Oun is Libya’s first oil minister for years, appointed as part of the Government of National Unity (GNU) that was sworn in last month to replace warring administrations in Tripoli and the east.
The GNU’s proposed budget was rejected this month by the eastern-based parliament, which has demanded a revised document that envisages less spending.
Analysts have said the tussle over the budget reflects an underlying effort by factions in the parliament and their allies to show they still wield some control.
This month a subsidiary of state energy producer National Oil Corporation (NOC) suspended exports, citing a lack of financing since September, but later resumed output saying the Central Bank of Libya (CBL) had agreed to disperse funds.
“The last closure could have been avoided if the issue had been discussed and the necessary sums allocated,” Oun said.
Production shutdowns have also been threatened by members of the Petroleum Facilities Guards force, which officially falls under the Defence Ministry as an armed body guarding oil installations.

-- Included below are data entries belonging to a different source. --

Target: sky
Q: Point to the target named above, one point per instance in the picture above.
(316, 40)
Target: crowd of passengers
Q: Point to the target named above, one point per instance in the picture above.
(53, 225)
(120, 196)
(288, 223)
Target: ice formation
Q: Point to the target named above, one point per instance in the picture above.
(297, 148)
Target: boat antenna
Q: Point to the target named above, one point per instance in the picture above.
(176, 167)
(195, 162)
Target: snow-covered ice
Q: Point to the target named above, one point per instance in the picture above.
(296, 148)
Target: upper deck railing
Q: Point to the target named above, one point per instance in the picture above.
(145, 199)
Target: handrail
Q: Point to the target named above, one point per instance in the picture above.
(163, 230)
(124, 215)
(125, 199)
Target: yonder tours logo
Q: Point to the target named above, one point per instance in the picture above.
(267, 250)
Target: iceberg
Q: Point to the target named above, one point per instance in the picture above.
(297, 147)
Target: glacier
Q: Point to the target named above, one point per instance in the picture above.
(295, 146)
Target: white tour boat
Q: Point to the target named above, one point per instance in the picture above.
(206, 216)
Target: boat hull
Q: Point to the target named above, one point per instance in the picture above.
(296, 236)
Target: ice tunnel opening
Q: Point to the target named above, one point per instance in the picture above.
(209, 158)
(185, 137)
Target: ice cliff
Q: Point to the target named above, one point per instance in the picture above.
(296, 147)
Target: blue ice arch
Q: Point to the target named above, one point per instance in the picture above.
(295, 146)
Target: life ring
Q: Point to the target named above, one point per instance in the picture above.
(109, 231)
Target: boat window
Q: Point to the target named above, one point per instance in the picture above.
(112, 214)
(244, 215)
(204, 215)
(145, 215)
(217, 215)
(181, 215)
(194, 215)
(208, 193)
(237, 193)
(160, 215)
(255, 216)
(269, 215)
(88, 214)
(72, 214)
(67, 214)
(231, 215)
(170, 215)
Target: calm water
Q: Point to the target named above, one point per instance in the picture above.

Before the 2011 uprising the PFG was part of NOC, which chose and paid its members. Critics say it has since 2011 functioned as a loose affiliation of local groups that interfere in oil processes to leverage payments from the state.
“These actions (shutdowns) are individualistic and accountable to the group that carries them out and not affiliated with a specific region or agency,” Oun said.
Though Libya was divided from 2014 between rival governments in east and west, NOC was the only body internationally accepted as a legitimate producer or seller of Libyan oil.
Based in Tripoli, it operated throughout the country across frontlines. Revenue from its oil sales was channelled to CBL, which distributed funds to state institutions in both east and west.
NOC and CBL have disputed each other’s statements of revenue raised by oil sales and last year NOC chairman Mustafa Sanalla suspended the disbursement of money to the central bank. After the GNU was approved, the money began to flow again.
“It seems that the agreement was concluded with international approval and in coordination with the NOC,” Oun said.
NOC is a purely technical institution under the Oil Ministry, he said, adding that the company “does not exercise political work, which is a sovereign prerogative of the government and the Oil Minister”.